Jenseits


  1. Begriffsbestimmungen
  2. Religiöse Vorstellungen
  3. Diesseits und jenseits des Egos
Es gibt nur das Eine, in dem Leben und Tod dasselbe sind. Einheit ist Vielfalt. Vielfalt ist Einheit.

Zum Jenseits hin sind die Dinge göttlich. Im Diesseits sind sie Sache und Person.

Das Diesseits ist in Gegensätze aufgeteilt, weil das Jenseits sie in Erfahrung bringt.

Das Diesseits muss sein, weil das Jenseits sein kann. Das Diesseits kann sein, weil das Jenseits ist.

1. Begriffsbestimmungen

Jenseits und Diesseits sind zwei Seiten der Wirklichkeit. So stellen wir es uns zumindest vor. Jener weist auf Entferntes hin, dieser auf das, was in der Nähe liegt. Um nicht dem Irrtum zu verfallen, der Abstand zwischen beiden Seiten sei topographisch, ist es nützlich, sich die Sinn­verwandtschaft des Wortes Jenseits klarzumachen.

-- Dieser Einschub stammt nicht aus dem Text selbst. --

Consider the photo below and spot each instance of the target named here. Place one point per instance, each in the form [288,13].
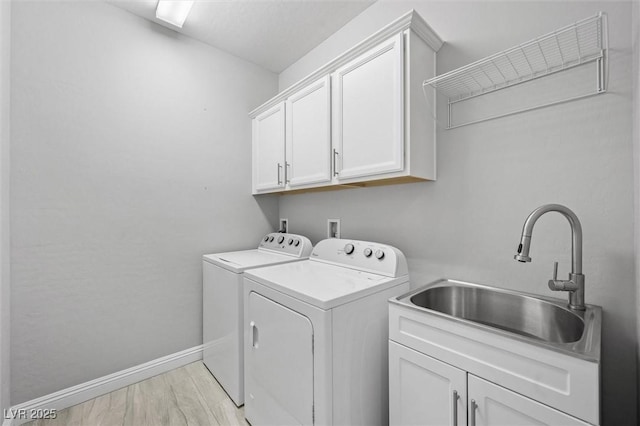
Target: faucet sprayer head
[523,249]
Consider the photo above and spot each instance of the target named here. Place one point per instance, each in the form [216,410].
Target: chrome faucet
[575,284]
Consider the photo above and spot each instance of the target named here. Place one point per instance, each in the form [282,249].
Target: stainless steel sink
[539,320]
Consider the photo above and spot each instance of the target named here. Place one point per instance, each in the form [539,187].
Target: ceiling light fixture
[173,12]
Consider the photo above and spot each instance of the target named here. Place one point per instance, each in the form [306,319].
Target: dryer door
[279,364]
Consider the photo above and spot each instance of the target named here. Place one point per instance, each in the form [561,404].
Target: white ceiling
[271,33]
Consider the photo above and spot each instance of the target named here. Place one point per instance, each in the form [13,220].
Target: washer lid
[322,285]
[239,261]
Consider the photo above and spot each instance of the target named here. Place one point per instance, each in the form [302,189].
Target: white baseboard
[65,398]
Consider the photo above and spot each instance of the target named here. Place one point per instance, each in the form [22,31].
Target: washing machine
[316,335]
[223,313]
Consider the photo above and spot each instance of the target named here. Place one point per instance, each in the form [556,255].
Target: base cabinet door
[423,390]
[492,405]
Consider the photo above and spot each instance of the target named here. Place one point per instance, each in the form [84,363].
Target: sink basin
[539,320]
[515,313]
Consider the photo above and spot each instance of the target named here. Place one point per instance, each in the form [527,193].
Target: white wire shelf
[568,47]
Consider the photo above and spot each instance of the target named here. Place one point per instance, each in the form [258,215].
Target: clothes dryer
[222,307]
[316,335]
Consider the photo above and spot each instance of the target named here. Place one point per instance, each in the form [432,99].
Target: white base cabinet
[423,390]
[493,405]
[363,119]
[429,392]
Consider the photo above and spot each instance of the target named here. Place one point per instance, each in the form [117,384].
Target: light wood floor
[185,396]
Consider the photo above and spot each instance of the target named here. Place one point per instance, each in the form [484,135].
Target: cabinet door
[423,390]
[308,135]
[279,364]
[368,120]
[493,405]
[268,149]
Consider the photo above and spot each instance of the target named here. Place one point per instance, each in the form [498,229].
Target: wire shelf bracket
[577,44]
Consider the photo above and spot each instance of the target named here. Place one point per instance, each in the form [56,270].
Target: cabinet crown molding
[410,20]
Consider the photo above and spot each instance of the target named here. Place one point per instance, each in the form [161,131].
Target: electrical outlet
[333,228]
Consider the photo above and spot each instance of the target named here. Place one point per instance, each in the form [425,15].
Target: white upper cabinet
[362,119]
[368,112]
[308,140]
[268,149]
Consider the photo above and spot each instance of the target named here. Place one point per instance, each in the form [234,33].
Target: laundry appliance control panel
[291,244]
[362,255]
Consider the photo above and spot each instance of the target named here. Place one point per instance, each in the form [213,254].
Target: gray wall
[130,159]
[492,175]
[636,146]
[5,290]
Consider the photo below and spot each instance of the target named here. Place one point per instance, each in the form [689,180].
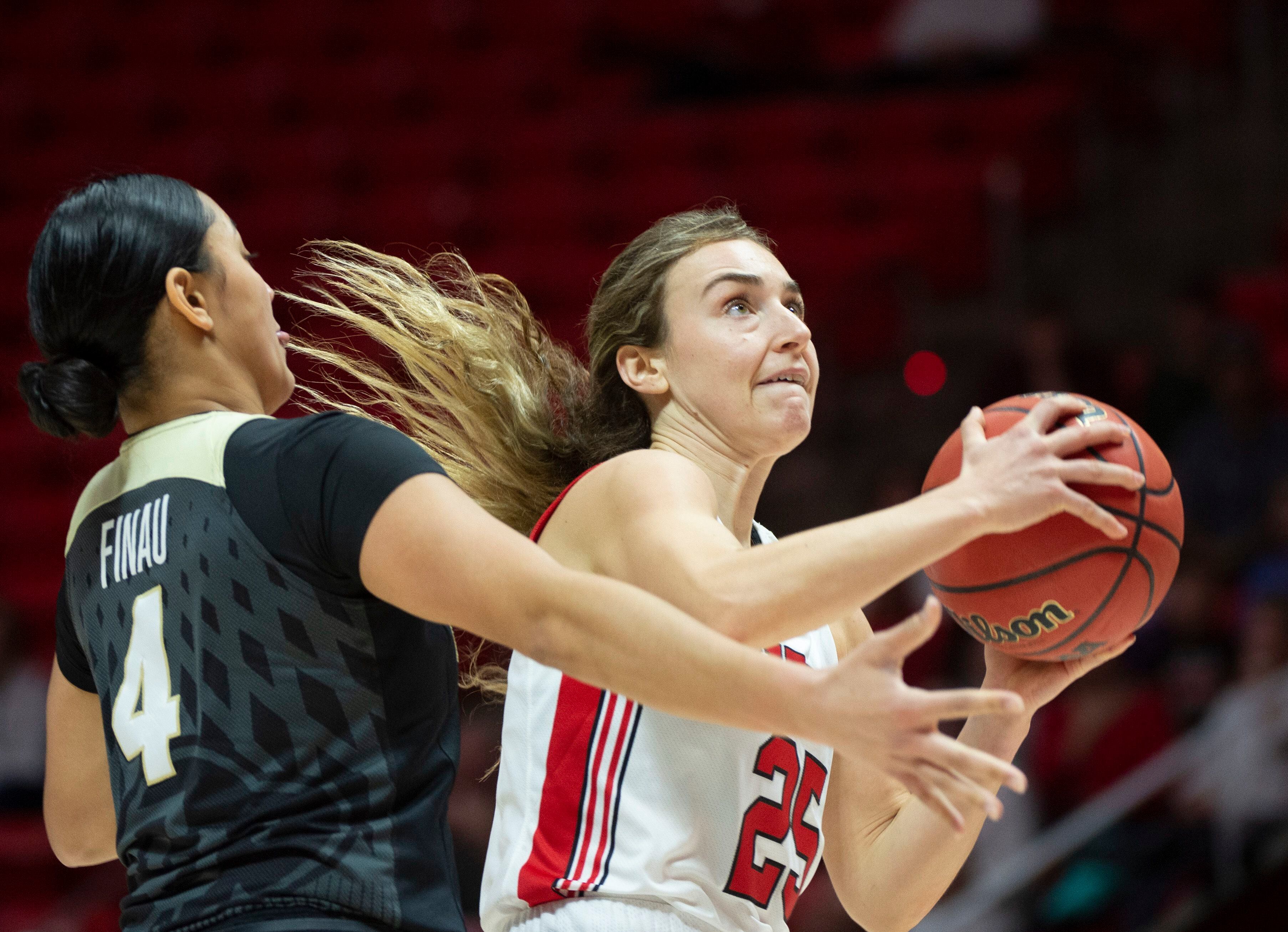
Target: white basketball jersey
[599,797]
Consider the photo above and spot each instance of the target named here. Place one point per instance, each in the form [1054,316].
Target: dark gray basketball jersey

Jener geht auf den indoeuropäischen Stamm eno- zurück. Eno- steht etymologisch mit oinos = eins (griechisch ena [ενα], lateinisch unus) in Verbindung. Zur Eins gehört das Verb einen.

Dieser Zusammenhang ermutigt uns, das Jenseits nicht bloß als eine Parallelwelt zum Diesseits zu denken, die die Struktur des Diesseits in verbesserter Fassung wiederholt, sondern als Grundprinzip, das die Vielfalt des Diesseits zu einer Einheit verbindet.

Topographien
Die gängige Jenseitsvorstellung trennt Jenseits und Diesseits topo­graphisch. Sie geht davon aus, dass die drei räumlichen Dimensio­nen des Diesseits nicht dem Jenseits angehören; und sich das Jenseits irgendwo anders, als separate Raumstruktur, befindet. Diese Vorstellung ist dualistisch. Während die Räumlichkeiten von Dies- und Jenseits als getrennte Abteile gedeutet werden, geht das gängige Bild von einer Gleich­zeitigkeit beider Gebiete aus. Hier wie dort gibt es einen Zeitfluss, der ein Jetzt durchquert, das die Gegenwart beider Gebiete bestimmt. Während sich diesseits das Drama des Diesseits abspielt, sitzen im Jenseits Verstorbene und schauen ihm zu. Die grundsätz­liche Grenze zwischen verschiedenen Personen bleibt im Jenseits bestehen.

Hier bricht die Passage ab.